過去、世界最大の海難事故は 1912 年に北大西洋上で氷山に衝突して沈没したイギリスの
豪華客船タイタニック号事件であり、日本最大の海難事故は 1954 年(S29) 台風通過を誤
認して津軽海峡で遭難した青函連絡船の洞爺丸事件である。 何れも夫々 乗客乗員
2200
名、1155 名が犠牲になった。 ...さて 2012 年現在、世界で最大の豪華客船はアメリカのオ
アシス・オブ・ザ・シー号であり、船の仕様は1、全長 361m、2、幅 47m、3、総トン数
225千 t 、4、喫水線不明、5、最大乗客数は 6300 名である。 今回座礁したコスタ・...
号は以下同様に 270m、35m、115 千 t 、8.2m、3700 名であり、日本郵船の飛鳥Ⅱは同様
に 240m、30m、50 千 t 、7.5m、940 名の規模である。 ...因みに パナマ運河の拡張工
事が終了すると大型船の通行可能の上限は、全長 366m、幅 49m、喫水線 15m となる。

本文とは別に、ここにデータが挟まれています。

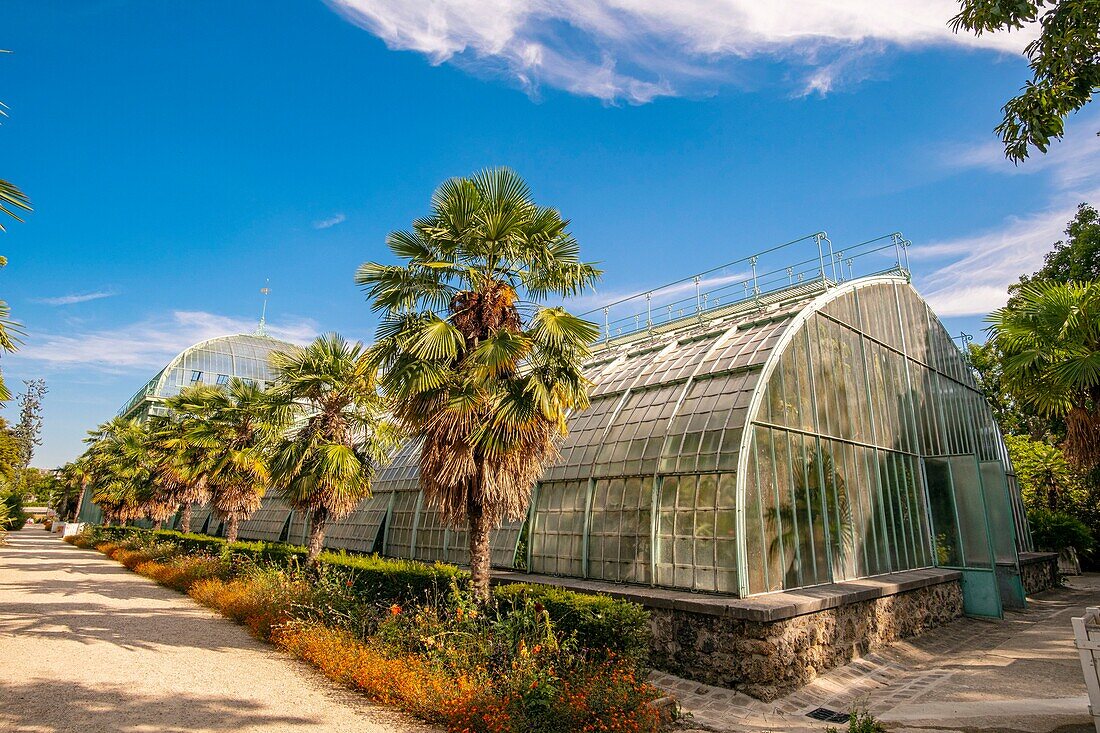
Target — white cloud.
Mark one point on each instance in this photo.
(639, 50)
(147, 345)
(75, 297)
(991, 261)
(978, 283)
(330, 221)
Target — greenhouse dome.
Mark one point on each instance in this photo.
(788, 428)
(213, 361)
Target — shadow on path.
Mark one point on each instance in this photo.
(55, 707)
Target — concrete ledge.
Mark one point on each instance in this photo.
(767, 608)
(1032, 558)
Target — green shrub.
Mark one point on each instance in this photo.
(1056, 531)
(15, 516)
(598, 622)
(386, 580)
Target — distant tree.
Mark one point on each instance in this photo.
(326, 462)
(180, 482)
(1064, 59)
(1073, 260)
(10, 332)
(987, 363)
(483, 378)
(1046, 478)
(10, 451)
(119, 480)
(76, 476)
(29, 428)
(1049, 338)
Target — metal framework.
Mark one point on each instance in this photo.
(772, 424)
(772, 431)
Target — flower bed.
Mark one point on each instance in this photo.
(408, 634)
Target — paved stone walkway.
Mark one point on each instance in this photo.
(87, 646)
(1021, 674)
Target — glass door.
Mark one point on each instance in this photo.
(961, 529)
(1003, 534)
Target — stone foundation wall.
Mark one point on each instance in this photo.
(1038, 571)
(767, 659)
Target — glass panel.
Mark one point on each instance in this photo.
(558, 534)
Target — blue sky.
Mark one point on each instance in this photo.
(180, 154)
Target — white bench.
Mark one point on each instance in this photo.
(1087, 635)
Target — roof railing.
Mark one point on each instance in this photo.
(805, 263)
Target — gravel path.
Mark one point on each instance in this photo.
(87, 646)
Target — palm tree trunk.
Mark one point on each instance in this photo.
(479, 526)
(317, 522)
(79, 503)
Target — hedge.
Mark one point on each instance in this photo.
(598, 622)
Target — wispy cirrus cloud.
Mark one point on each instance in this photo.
(330, 221)
(637, 51)
(977, 282)
(75, 297)
(149, 343)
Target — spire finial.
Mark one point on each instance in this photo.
(262, 328)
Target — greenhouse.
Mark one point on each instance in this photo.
(212, 362)
(780, 427)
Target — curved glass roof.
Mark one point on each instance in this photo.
(213, 361)
(794, 439)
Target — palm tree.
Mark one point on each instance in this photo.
(1051, 340)
(229, 431)
(483, 380)
(326, 462)
(77, 476)
(11, 199)
(179, 480)
(117, 479)
(10, 329)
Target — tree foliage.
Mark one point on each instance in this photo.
(477, 369)
(229, 431)
(1046, 478)
(326, 462)
(1064, 59)
(1075, 259)
(29, 428)
(1049, 339)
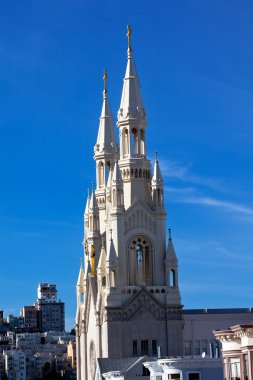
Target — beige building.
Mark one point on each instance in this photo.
(128, 299)
(237, 351)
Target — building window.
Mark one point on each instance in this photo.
(197, 347)
(246, 366)
(144, 347)
(235, 369)
(154, 347)
(135, 352)
(204, 346)
(145, 371)
(193, 376)
(188, 347)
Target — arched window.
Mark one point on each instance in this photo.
(142, 135)
(172, 278)
(112, 279)
(140, 263)
(101, 174)
(134, 142)
(125, 143)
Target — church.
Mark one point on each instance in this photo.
(128, 298)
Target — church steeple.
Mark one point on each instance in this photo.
(106, 140)
(106, 144)
(131, 114)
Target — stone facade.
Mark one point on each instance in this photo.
(128, 299)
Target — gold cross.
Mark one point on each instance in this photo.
(129, 32)
(105, 79)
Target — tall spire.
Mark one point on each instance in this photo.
(87, 203)
(106, 140)
(131, 104)
(157, 177)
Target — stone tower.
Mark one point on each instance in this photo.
(128, 299)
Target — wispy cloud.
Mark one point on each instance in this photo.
(221, 204)
(173, 169)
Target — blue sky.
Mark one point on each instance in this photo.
(195, 63)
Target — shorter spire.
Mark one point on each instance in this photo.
(157, 177)
(116, 177)
(105, 79)
(106, 138)
(129, 34)
(131, 106)
(87, 203)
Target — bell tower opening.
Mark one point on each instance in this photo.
(140, 263)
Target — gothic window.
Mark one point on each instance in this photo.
(154, 347)
(134, 141)
(125, 143)
(135, 353)
(112, 279)
(172, 278)
(142, 133)
(140, 261)
(144, 347)
(101, 174)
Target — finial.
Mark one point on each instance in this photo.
(105, 79)
(129, 32)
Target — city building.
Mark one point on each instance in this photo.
(50, 311)
(128, 295)
(30, 317)
(237, 351)
(185, 368)
(15, 364)
(199, 325)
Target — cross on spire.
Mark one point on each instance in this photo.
(105, 79)
(129, 33)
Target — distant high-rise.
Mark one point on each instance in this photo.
(51, 315)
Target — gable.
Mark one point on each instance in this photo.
(141, 306)
(139, 215)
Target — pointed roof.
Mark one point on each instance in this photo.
(157, 177)
(93, 206)
(81, 275)
(131, 106)
(106, 139)
(170, 253)
(116, 177)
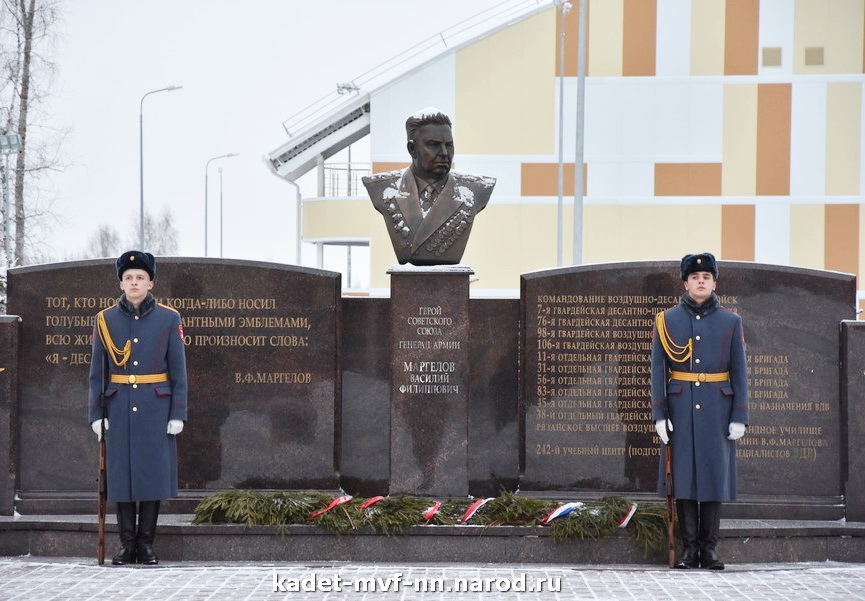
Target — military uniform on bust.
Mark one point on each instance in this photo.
(700, 406)
(428, 209)
(139, 361)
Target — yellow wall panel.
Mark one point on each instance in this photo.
(707, 37)
(641, 232)
(807, 235)
(739, 166)
(836, 27)
(843, 137)
(505, 92)
(606, 40)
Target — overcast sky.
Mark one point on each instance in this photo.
(245, 67)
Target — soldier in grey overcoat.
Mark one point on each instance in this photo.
(700, 405)
(138, 386)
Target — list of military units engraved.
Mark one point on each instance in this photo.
(592, 374)
(586, 386)
(232, 323)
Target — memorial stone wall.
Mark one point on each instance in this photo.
(261, 364)
(586, 385)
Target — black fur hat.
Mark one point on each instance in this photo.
(701, 262)
(135, 259)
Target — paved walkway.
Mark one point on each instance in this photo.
(41, 579)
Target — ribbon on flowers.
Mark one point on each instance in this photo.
(335, 503)
(369, 503)
(623, 523)
(561, 510)
(473, 508)
(432, 510)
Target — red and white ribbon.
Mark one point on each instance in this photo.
(432, 510)
(370, 503)
(560, 511)
(623, 523)
(335, 503)
(473, 508)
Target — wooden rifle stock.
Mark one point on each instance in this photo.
(102, 499)
(671, 506)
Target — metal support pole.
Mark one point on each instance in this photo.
(563, 12)
(141, 159)
(580, 141)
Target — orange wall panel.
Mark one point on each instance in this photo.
(687, 179)
(639, 37)
(572, 36)
(542, 179)
(741, 35)
(773, 139)
(737, 232)
(382, 167)
(842, 238)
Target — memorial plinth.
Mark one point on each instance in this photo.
(429, 362)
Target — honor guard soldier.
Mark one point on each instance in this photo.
(138, 387)
(700, 406)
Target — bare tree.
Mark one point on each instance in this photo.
(160, 237)
(105, 243)
(27, 30)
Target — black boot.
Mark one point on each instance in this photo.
(126, 526)
(687, 512)
(710, 525)
(148, 513)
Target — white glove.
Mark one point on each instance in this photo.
(661, 427)
(97, 427)
(737, 430)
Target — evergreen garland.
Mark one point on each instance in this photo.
(393, 515)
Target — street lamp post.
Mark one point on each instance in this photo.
(9, 144)
(141, 157)
(206, 167)
(220, 212)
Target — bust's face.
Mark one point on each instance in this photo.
(432, 151)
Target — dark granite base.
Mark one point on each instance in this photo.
(742, 541)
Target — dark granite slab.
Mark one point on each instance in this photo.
(586, 340)
(853, 415)
(493, 396)
(9, 332)
(262, 358)
(429, 362)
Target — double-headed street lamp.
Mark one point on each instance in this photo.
(141, 155)
(206, 166)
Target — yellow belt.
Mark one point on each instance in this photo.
(685, 376)
(138, 378)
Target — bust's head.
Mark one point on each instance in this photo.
(430, 143)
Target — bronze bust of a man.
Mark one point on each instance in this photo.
(428, 208)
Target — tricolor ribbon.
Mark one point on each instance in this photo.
(560, 511)
(369, 503)
(432, 510)
(623, 523)
(473, 508)
(335, 503)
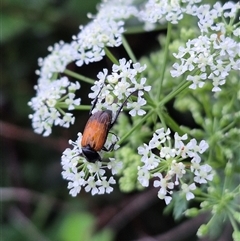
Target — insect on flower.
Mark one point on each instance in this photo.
(96, 131)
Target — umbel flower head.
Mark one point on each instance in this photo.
(49, 102)
(124, 80)
(168, 164)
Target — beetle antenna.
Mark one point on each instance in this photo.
(96, 99)
(120, 108)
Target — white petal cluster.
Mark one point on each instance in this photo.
(159, 157)
(105, 29)
(81, 174)
(48, 102)
(213, 54)
(162, 11)
(124, 80)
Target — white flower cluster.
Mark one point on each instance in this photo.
(105, 29)
(163, 11)
(160, 157)
(49, 102)
(87, 46)
(82, 174)
(214, 53)
(120, 84)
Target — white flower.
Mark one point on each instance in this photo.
(91, 186)
(136, 107)
(186, 189)
(143, 176)
(104, 185)
(115, 166)
(120, 85)
(197, 80)
(47, 105)
(203, 174)
(83, 174)
(178, 170)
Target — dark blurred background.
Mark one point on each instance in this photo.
(35, 204)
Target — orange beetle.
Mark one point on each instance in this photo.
(96, 132)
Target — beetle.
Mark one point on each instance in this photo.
(96, 131)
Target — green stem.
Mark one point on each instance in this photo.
(128, 49)
(78, 76)
(166, 50)
(140, 29)
(62, 105)
(111, 56)
(135, 127)
(172, 124)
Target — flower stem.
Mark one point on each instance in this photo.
(128, 49)
(182, 86)
(166, 50)
(111, 56)
(78, 76)
(135, 127)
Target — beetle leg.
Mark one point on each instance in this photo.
(112, 145)
(96, 99)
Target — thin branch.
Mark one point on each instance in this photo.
(17, 133)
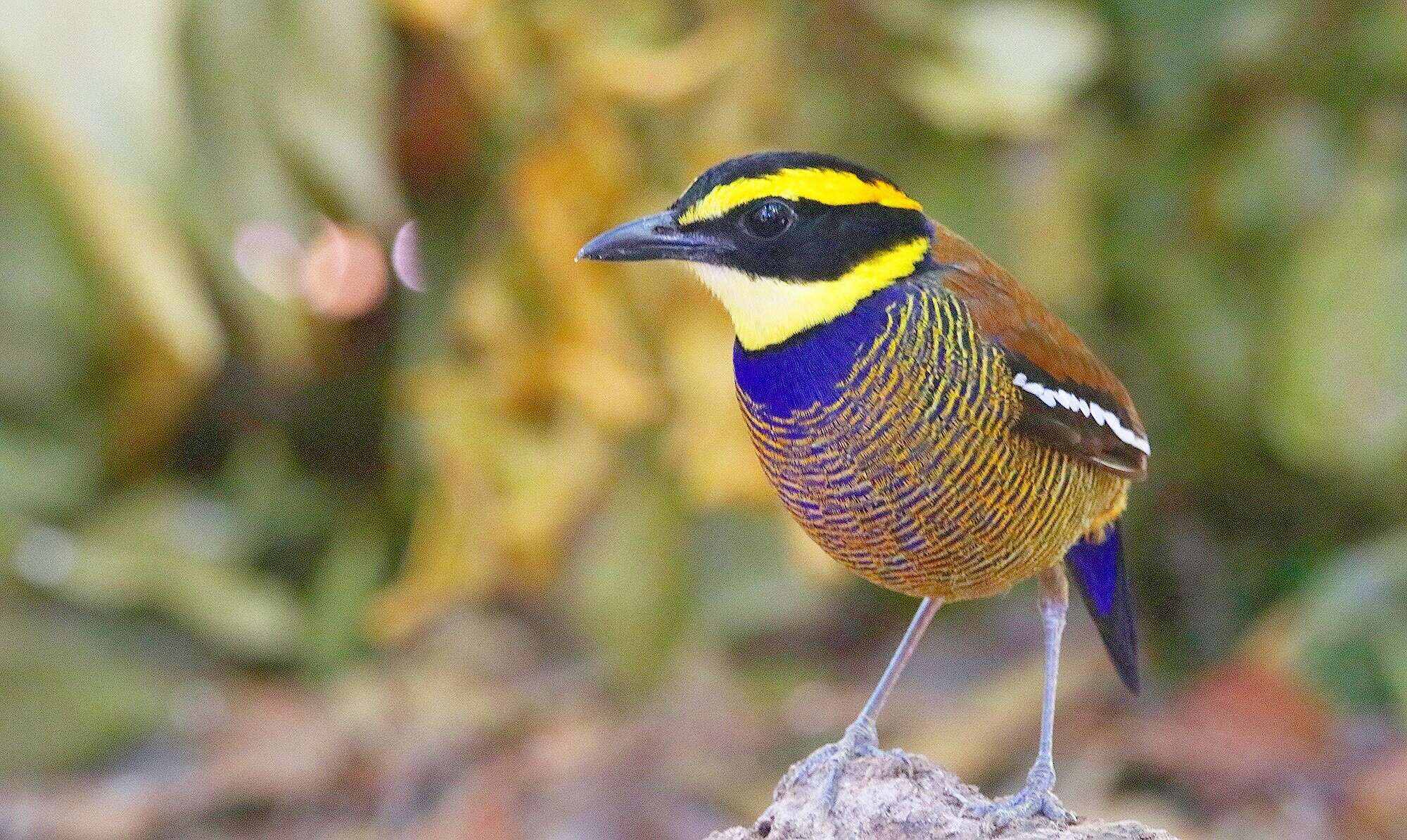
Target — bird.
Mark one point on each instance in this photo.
(928, 421)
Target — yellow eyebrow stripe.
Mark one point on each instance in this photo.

我国では、7~9 世紀にかけて延べ 5000 人が遣唐使として唐の長安に向けて出発している
が、4 割が帰還してない。 原因の殆どは渡航中の海難事故に依るものである。 ...古墳時
代の舟を大型化しただけの遣唐使船には竜骨がなく、横波に弱い平底の箱型構造 (100 人
乗り)の外洋船だった。 船隊は四隻編成で東シナ海の大波に翻弄されながら、各船がただ
大陸の何処かに辿り着ければと云う風任せの航法で航海を続けた。 次の 14~16 世紀の日
宋交易の盛んな時代には、ジャンクやアラビア帆船の構造を採りいれた航洋船が建造され
航法も進化して海難事故は大幅に減少している。 17 世紀、鎖国時代に入ると大型船の使用
禁止令がだされ大名も商人も船の大きさを最大千石 (150t ) に制限された。 ...遭難の
多かった北前船の場合、構造はモノコック (応力外皮構造) 型で大きなタライみたいな
船で、固定された甲板は無く 追い風の吹く日の沿岸航行以外には使えなかった。
今回のコスタ・...号の海難事故では幸い生存者が多く事故当時の船客の状況等について
の証言も多い。 ...停電中の傾いた船から脱出しようと先ず、男性客が我先にと梯子やロ
ープめがけて殺到し客同士が騒乱状態であった事、泣き叫ぶ人々の声で船内放送は聞き取
れず、その間を突いて船長が先に脱出していた事...等が報道された。 ...延べ 20 ヵ国、
3270 名の乗客は死と隣り合わせで、しかも何ら情報を持たない人々であり乗客を責めても
仕方あるまい。 ...昔、タイタニック号の船長は自らの意志で船と共に沈み殉職した、片
や軍人なので当然と云えば当然だが、1910 年(M43 年) 旧日本海軍の潜水艦が広島湾で訓
練中に沈没、艇長佐久間大尉以下 14 人が殉職した。 後日引き上げられた艇内では最後ま
で規律を守り配置についた侭の様子が伝えられた。 ...だが、現代のサラリーマン船長や
下請会社の船長に同様の忠誠心を期待するのは酷であろう。